Primary ciliary dyskinesia is a genetic disorder caused by aberrant motile cilia function that results in defective ciliary airway clearance and subsequently leads to recurrent airway infections and bronchiectasis. We aimed to determine: how many functional multiciliated airway cells are sufficient to maintain ciliary airway clearance?

To answer this question we exploited the molecular defects of the X-linked recessive primary ciliary dyskinesia variant caused by pathogenic variants in DNAAF6 (PIH1D3), characterised by immotile cilia in affected males. We carefully analysed the clinical phenotype and molecular defect (using immunofluorescence and transmission electron microscopy) and performed in vitro studies (particle tracking in air–liquid interface cultures) and in vivo studies (radiolabelled tracer studies) to assess ciliary clearance of respiratory cells from female individuals with heterozygous and male individuals with hemizygous pathogenic DNAAF6 variants.

Primary ciliary dyskinesia male individuals with hemizygous pathogenic DNAAF6 variants displayed exclusively immotile cilia, absence of ciliary clearance and severe primary ciliary dyskinesia symptoms.

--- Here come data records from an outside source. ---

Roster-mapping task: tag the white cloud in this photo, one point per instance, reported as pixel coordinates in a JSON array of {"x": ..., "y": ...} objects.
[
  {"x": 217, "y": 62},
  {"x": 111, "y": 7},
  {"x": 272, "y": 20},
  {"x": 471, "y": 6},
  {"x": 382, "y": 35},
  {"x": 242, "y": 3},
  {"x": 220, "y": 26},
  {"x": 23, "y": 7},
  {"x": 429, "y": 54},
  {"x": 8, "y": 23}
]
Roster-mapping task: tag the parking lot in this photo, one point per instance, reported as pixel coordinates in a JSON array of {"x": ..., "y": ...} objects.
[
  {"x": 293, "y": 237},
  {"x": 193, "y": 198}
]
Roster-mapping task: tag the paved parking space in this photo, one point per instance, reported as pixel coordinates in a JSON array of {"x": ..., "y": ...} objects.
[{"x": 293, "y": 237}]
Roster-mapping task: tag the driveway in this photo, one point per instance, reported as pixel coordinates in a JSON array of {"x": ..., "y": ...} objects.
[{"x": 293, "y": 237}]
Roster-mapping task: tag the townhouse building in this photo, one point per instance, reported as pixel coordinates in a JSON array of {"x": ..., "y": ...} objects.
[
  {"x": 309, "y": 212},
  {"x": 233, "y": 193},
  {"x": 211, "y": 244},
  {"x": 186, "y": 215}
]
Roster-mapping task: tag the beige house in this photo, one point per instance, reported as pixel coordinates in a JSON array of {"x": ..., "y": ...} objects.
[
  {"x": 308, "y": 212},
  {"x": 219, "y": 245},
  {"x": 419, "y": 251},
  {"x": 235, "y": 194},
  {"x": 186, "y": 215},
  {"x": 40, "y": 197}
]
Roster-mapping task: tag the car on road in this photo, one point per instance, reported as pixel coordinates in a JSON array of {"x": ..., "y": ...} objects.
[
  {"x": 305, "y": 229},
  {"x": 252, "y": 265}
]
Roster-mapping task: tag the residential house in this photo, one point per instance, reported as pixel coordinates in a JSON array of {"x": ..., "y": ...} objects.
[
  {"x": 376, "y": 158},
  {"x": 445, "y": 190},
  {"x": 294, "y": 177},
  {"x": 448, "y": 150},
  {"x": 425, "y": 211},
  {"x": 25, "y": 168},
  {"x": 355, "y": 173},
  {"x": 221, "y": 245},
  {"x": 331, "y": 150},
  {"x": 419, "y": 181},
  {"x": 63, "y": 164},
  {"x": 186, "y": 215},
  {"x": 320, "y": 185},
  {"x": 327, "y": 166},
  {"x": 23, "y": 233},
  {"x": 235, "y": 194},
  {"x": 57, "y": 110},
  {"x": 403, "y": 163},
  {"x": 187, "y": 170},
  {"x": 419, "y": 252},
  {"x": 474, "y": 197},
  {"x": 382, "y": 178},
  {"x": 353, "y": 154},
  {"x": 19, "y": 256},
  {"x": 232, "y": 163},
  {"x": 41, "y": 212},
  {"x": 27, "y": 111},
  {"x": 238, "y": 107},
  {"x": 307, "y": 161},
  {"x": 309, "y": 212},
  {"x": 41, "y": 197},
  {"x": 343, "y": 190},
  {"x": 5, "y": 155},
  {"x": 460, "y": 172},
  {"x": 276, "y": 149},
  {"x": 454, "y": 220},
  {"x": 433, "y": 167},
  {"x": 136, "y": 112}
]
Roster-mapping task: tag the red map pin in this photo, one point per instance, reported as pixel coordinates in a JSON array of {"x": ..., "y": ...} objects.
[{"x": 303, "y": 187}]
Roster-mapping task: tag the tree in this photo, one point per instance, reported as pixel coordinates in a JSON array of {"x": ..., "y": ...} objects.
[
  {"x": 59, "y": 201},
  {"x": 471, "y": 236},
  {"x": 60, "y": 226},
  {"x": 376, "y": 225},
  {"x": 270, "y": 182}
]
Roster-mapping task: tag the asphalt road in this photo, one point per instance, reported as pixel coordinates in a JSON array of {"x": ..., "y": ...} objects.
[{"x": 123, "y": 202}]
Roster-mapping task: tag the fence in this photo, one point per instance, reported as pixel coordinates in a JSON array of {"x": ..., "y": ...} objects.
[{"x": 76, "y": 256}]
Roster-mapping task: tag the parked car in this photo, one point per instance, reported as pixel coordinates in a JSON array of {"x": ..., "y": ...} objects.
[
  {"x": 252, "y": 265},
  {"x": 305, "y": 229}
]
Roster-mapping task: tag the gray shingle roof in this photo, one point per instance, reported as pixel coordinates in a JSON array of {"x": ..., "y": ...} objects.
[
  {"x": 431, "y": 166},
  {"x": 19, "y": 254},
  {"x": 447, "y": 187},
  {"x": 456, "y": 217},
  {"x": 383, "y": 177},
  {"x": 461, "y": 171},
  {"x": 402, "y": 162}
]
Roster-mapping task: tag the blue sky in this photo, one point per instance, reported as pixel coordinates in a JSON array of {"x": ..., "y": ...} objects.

Owing to random or skewed X-chromosome inactivation in six female carriers with heterozygous pathogenic DNAAF6 variants, 54.3±10% (range 38–70%) of multiciliated cells were defective. Nevertheless, in vitro and in vivo assessment of the ciliary airway clearance was normal or slightly abnormal. Consistently, heterozygous female individuals showed no or only mild respiratory symptoms.

Our findings indicate that having 30–62% of multiciliated respiratory cells functioning can generate either normal or slightly reduced ciliary clearance. Because heterozygous female carriers displayed either no or subtle respiratory symptoms, complete correction of 30% of cells by precision medicine could improve ciliary airway clearance in individuals with primary ciliary dyskinesia, as well as clinical symptoms.

原发性纤毛运动障碍是一种由运动纤毛功能异常引起的遗传性疾病，可导致睫状气道清除缺陷，随后导致反复发作的气道感染和支气管扩张。我们旨在确定：多少功能性多纤毛气道细胞足以维持睫状气道清除？

为了回答这个问题，我们利用了由 DNAAF6 （PIH1D3） 致病性变异引起的 X 连锁隐性原发性纤毛运动障碍变异的分子缺陷，其特征是受影响男性的纤毛不动。我们仔细分析了临床表型和分子缺陷 （使用免疫荧光和透射电子显微镜） 并进行了体外研究 （气-液界面培养物中的颗粒追踪） 和体内研究 （放射性标记示踪剂研究） 以评估呼吸细胞的纤毛清除率 具有杂合子的女性个体和具有半合子致病性 DNAAF6 变体的男性个体。

具有半合致病性 DNAAF6 变体的原发性纤毛运动障碍男性个体表现出完全不动的纤毛，没有纤毛清除和严重的原发性纤毛运动障碍症状。由于具有杂合致病性 DNAAF6 变体的 6 名女性携带者随机或偏斜的 X 染色体失活，54.3±10%（范围 38-70%）的多纤毛细胞有缺陷。然而，睫状气道清除率的体外和体内评估是正常的或略微异常的。始终如一，杂合子女性个体没有或只有轻微的呼吸道症状。

我们的研究结果表明，拥有 30-62% 的多纤毛呼吸细胞功能可以产生正常或略微减少的纤毛清除。由于杂合子女性携带者表现出无或轻微的呼吸道症状，因此通过精准医学完全矫正 30% 的细胞可以改善原发性纤毛运动障碍个体的纤毛气道清除率以及临床症状。